In the absence of a national data privacy law in the U.S., California has been more active than any other state in efforts to fill the gap on a state level. The state enacted one of the nation’s first data privacy laws, the California Privacy Rights Act (Proposition 24) in 2020, and an additional law will take effect in 2023. A new state agency created by the law, the California Privacy Protection Agency, recently issued an invitation for public comment on the many open questions surrounding the law’s implementation.
Our team of Stanford researchers, graduate students, and undergraduates examined the proposed law and have concluded that data privacy can be a useful tool in regulating AI, but California’s new law must be more narrowly tailored to prevent overreach, focus more on AI model transparency, and ensure people’s rights to delete their personal information are not usurped by the use of AI. Additionally, we suggest that the regulation’s proposed transparency provision requiring companies to explain to consumers the logic underlying their “automated decision making” processes could be more powerful if it instead focused on providing greater transparency about the data used to enable such processes. Finally, we argue that the data embedded in machine-learning models must be explicitly included when considering consumers’ rights to delete, know, and correct their data.

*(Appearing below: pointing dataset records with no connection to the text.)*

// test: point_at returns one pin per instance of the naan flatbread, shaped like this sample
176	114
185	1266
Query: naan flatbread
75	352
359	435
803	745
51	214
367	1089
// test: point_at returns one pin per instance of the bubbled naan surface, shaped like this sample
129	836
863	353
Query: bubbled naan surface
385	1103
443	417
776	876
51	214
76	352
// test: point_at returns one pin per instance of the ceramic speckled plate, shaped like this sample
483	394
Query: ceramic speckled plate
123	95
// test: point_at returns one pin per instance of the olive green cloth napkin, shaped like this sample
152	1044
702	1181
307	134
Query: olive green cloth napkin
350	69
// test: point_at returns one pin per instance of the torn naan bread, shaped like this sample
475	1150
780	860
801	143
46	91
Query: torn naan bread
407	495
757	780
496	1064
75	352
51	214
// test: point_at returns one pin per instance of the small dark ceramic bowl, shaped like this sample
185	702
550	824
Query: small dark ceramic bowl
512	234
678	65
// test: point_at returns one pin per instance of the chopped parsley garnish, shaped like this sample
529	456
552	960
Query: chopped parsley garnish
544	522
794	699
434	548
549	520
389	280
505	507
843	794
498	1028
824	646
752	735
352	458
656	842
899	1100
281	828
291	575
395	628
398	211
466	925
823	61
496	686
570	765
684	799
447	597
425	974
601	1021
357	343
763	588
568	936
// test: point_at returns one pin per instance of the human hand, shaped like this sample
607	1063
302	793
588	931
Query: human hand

The Link Between Consumer Privacy and AI
There’s precedent for regulating AI with data privacy law, at least indirectly. The authors of Proposition 24 borrowed language on “automated decision making” (ADM) technologies directly from the General Data Protection Regulation (GDPR), the E.U. law that governs how residents’ personal data can be collected and used. As defined by the GDPR, ADM technologies are those that have “the ability to make decisions by technological means without human involvement,” and the GDPR gives consumers the right to refuse to be subject to any such automated decision insofar as it produces legal consequences, such as a loan denial. While ADM is not synonymous with AI, a broad range of AI-driven processes meet the GDPR’s definition and have therefore been directly impacted by the law. The inclusion of restrictions on ADM technologies in the California Privacy Rights Act is likely to have a similarly broad impact in California — or perhaps even broader, given some of the issues with the CPRA’s current language.
More generally, though, given AI’s reliance on vast quantities of data, regulating AI through data privacy law is not only inevitable to some extent, but also a powerful regulatory strategy that lawmakers should carefully consider as they explore approaches to mitigating AI’s risks. Most attention on regulating artificial intelligence to date has focused on algorithms, but as the GDPR demonstrates, data regulation can also be a tool for constraining the contexts in which AI can be used. For example, the California Consumer Privacy Act includes a provision regarding data collection and reuse that prohibits companies from repurposing data outside of the original scope of collection. This means that if you collect data from a California resident for one purpose, you can’t reuse it to train a machine-learning model without explicit consent if that reuse is not consistent with the original rationale for collection. When effectively enforced, data privacy law inevitably impacts AI at its root, data, and the challenge therefore is to ensure that this impact is calibrated in an effective, well-targeted way.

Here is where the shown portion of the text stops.